Narendran expects the carbon tax to improve steel prices in Europe. “CBAM and the expected safeguard revisions from June 2026 will structurally improve the competitive landscape for EU producers,” he said.
Chatterjee also weighed in, and said “irrespective of the demand condition, there will be an uptick in prices because arithmetically it has to work in that manner”.
There are two very fundamental regulatory triggers in the EU that will push up prices, Chatterjee elaborated. “One is CBAM and the second is the revision of safeguard measures from June 2026,” he said.
Tata Steel had earlier guided UK Ebitda breakeven by Q2FY26, which was pushed to the last quarter of the current fiscal. However, there is some uncertainty in achieving the guidance.
“It will not become positive till there is some action from the UK government on the imports or the steel prices go up in the UK,” said Narendran. “We are hopeful that some actions will be taken in the next few weeks by the UK government,” he added.

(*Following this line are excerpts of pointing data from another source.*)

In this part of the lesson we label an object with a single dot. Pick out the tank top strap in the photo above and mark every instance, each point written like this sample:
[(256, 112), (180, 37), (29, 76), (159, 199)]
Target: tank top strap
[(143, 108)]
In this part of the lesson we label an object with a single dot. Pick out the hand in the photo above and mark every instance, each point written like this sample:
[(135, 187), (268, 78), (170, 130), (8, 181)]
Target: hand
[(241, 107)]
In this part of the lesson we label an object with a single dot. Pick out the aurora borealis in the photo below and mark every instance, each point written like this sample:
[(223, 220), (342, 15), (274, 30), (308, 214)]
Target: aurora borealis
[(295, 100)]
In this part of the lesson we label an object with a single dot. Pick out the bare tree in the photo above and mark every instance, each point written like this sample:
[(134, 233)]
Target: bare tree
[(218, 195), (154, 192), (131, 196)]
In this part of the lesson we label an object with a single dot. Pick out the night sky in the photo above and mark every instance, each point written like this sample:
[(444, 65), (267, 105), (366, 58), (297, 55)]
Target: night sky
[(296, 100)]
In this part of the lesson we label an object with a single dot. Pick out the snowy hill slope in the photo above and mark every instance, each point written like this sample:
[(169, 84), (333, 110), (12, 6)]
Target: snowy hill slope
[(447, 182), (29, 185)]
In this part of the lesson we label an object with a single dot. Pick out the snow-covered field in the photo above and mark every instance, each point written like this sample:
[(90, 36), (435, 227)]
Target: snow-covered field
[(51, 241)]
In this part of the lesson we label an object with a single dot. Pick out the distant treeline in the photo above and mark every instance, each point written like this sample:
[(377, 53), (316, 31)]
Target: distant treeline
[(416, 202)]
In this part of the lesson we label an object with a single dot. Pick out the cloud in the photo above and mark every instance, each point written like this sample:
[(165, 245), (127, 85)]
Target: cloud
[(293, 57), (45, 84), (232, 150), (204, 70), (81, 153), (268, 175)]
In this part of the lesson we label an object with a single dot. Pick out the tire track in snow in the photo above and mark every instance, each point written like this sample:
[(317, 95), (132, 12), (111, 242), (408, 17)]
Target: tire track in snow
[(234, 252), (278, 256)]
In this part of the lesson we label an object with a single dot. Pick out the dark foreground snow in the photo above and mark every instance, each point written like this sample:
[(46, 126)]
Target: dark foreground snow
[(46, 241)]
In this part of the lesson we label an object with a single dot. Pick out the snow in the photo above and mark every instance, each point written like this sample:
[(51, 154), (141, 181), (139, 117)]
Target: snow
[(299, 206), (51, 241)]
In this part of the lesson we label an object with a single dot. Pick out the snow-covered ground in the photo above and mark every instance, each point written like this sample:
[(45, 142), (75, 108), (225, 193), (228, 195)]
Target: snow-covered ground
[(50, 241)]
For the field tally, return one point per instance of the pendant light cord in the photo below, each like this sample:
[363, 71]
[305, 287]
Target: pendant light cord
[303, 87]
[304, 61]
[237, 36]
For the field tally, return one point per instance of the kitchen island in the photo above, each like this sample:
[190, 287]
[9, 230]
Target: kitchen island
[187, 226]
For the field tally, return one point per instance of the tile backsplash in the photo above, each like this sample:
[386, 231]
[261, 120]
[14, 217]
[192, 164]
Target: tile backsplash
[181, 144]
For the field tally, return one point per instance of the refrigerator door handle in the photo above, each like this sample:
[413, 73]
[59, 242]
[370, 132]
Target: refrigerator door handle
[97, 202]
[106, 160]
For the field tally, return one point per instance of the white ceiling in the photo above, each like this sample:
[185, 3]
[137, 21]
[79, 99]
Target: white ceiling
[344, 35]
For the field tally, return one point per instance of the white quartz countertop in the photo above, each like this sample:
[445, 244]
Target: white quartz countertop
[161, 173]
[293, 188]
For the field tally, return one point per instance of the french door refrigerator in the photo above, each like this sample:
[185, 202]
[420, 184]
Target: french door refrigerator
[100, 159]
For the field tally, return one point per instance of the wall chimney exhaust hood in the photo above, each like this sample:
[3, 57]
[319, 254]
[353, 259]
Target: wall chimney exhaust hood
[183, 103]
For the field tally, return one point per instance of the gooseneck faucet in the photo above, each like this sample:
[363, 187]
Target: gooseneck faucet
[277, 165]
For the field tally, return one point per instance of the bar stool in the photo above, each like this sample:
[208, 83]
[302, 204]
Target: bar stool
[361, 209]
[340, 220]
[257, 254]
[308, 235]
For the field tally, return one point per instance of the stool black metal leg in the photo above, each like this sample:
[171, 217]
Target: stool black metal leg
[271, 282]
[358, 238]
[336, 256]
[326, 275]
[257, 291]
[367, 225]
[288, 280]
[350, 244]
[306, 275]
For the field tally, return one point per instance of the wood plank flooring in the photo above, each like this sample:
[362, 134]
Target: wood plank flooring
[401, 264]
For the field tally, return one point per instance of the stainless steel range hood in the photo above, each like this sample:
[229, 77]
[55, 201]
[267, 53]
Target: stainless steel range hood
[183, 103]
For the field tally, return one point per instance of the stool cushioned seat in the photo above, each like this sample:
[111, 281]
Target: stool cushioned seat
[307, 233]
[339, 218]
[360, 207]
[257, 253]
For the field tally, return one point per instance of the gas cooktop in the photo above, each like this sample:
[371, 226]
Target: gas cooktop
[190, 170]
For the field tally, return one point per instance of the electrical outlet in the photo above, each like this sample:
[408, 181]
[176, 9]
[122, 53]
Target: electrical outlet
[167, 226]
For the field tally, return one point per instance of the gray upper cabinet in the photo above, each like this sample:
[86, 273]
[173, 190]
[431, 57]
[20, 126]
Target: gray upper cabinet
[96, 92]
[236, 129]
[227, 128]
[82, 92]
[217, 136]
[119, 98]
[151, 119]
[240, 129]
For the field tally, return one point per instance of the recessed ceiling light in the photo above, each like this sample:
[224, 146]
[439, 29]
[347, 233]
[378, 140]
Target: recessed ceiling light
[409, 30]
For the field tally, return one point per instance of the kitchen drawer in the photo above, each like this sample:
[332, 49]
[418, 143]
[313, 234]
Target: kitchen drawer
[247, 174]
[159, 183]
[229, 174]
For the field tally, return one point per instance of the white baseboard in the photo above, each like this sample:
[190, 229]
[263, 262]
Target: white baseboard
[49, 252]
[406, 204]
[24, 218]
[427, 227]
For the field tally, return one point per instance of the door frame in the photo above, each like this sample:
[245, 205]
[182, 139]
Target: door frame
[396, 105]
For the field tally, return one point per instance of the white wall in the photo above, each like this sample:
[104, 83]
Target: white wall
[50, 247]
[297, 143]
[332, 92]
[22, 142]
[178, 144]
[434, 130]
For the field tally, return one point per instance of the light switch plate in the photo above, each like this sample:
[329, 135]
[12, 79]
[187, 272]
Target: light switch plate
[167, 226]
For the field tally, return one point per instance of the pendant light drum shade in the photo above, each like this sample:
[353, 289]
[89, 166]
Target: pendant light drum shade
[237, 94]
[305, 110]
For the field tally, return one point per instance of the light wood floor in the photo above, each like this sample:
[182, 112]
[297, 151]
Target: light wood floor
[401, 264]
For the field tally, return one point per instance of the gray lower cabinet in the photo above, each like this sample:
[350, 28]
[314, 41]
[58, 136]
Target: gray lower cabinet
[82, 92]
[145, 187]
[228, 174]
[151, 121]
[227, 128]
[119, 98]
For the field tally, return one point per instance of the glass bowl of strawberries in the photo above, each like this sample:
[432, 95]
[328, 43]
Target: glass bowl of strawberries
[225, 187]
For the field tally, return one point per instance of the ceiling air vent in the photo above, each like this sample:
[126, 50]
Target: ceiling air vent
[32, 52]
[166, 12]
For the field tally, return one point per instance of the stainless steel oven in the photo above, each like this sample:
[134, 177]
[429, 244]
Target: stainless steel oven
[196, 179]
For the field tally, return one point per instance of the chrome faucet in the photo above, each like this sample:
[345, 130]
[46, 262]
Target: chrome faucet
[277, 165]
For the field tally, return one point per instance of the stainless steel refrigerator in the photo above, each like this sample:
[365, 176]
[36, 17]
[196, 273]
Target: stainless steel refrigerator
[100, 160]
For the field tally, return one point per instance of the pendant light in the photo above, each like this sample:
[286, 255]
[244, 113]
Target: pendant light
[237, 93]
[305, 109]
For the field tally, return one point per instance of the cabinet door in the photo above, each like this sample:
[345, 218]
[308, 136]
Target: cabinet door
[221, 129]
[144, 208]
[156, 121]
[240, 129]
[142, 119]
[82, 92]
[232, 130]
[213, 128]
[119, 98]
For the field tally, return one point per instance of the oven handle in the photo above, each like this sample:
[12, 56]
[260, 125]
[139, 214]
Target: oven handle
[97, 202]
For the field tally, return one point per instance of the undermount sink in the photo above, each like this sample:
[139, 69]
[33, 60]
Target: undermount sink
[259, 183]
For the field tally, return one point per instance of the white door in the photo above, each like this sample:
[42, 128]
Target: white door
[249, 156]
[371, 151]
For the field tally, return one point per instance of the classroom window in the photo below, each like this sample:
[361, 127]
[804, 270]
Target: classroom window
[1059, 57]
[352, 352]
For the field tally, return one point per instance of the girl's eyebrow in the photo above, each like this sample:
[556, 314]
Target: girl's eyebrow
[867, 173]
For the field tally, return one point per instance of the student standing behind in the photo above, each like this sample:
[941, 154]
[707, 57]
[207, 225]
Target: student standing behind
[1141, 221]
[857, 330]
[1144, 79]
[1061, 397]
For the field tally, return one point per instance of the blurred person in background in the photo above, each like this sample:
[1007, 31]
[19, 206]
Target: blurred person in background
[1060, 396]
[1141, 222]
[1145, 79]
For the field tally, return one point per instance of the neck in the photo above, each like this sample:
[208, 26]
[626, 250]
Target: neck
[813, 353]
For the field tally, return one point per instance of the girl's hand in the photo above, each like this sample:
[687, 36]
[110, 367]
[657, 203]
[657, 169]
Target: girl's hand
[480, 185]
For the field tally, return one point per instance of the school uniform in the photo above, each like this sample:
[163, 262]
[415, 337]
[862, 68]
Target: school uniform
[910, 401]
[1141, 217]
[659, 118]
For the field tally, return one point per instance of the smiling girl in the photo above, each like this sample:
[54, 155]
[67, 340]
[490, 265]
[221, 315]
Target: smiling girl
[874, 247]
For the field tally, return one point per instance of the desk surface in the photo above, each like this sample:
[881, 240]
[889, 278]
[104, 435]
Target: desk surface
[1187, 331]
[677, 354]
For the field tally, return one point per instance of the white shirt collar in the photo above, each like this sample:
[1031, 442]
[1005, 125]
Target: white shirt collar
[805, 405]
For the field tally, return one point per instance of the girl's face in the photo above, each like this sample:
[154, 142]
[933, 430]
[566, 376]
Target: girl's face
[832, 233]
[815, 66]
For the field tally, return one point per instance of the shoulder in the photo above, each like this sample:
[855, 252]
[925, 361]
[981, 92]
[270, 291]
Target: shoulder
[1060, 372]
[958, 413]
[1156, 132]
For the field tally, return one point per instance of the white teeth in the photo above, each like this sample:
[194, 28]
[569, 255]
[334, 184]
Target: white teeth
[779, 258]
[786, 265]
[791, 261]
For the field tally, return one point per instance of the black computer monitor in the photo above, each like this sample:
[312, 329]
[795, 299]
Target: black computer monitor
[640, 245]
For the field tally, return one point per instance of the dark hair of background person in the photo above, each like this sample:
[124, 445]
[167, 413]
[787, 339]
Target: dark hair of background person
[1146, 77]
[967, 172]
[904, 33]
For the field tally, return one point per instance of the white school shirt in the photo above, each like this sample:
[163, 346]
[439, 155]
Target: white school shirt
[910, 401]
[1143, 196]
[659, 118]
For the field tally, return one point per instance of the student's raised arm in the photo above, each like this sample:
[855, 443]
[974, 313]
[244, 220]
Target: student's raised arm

The Tata Group company informed that the notification of the four new Labour Codes by the Government of India has led to an exceptional charge of ₹61.11 crore (standalone) and ₹81.79 crore (consolidated) in the results, based on the company’s current assessment.
The company has spent ₹3,291 crore on capital expenditure during the quarter and the net debt declined by ₹5,206 crore sequentially to ₹81,834 crore.
The stock ended 0.3% lower at ₹197.05 on BSE on Friday.